Joanna Moro była jedną z gwiazd opolskiego Festiwalu Polskiej Piosenki. Nie dość, że zajęła się konferansjerką, to zaśpiewała na scenie jeden z przebojów Anny German podczas koncertu poświęconego artystce. Nie da się ukryć, że wykonanie Człowieczego losu jej nie wyszło.
Skrytykować jej możliwości wokalne postanowił Zbigniew Preisner, jeden z najbardziej uznanych polskich kompozytorów muzyki filmowej.
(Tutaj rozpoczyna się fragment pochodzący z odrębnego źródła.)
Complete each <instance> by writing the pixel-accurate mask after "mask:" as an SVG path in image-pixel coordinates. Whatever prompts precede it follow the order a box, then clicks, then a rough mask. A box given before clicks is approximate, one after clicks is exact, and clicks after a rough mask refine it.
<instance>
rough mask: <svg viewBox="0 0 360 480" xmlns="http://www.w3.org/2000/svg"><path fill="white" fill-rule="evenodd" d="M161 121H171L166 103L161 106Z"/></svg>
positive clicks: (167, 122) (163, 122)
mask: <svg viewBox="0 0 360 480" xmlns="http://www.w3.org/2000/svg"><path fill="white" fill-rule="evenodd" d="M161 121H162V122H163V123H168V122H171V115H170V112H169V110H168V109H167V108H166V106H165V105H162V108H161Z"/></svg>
Obejrzałem wczoraj pierwszą piosenkę na festiwalu w Opolu. Wystąpiła tam pani, która grała główną rolę w serialu o Annie German. Może ona jest świetną aktorką, ale to co wczoraj usłyszałem na festiwalu piosenki, to po prostu o pomstę do nieba woła – mówił na antenie TVN24. Ta pani była konsekwentnie obok tonacji i tego co się dzieje. Ja nie mam pretensji, że ta pani nie umie śpiewać, bo zdarza się, ale dlaczego jak nie potrafi śpiewać, występuje na festiwalu polskiej piosenki? Ktoś robi krzywdę nam, słuchaczom i tej pani również. Ja się trochę znam na tym zawodzie. Ta pani po prostu nigdy nie powinna śpiewać. I błagam, jest pani świetną aktorką, ale niech pani nigdy więcej już nie śpiewa!
Sama zainteresowana również nie kryła zażenowania swoim występem. Od razu po koncercie przeprosiła widzów i wyznała, że była ogromnie stremowana:
Proszę mi wybaczyć, coś było nie tak, ale naprawdę, stać na tej scenie, to jest nie lada wyzwanie.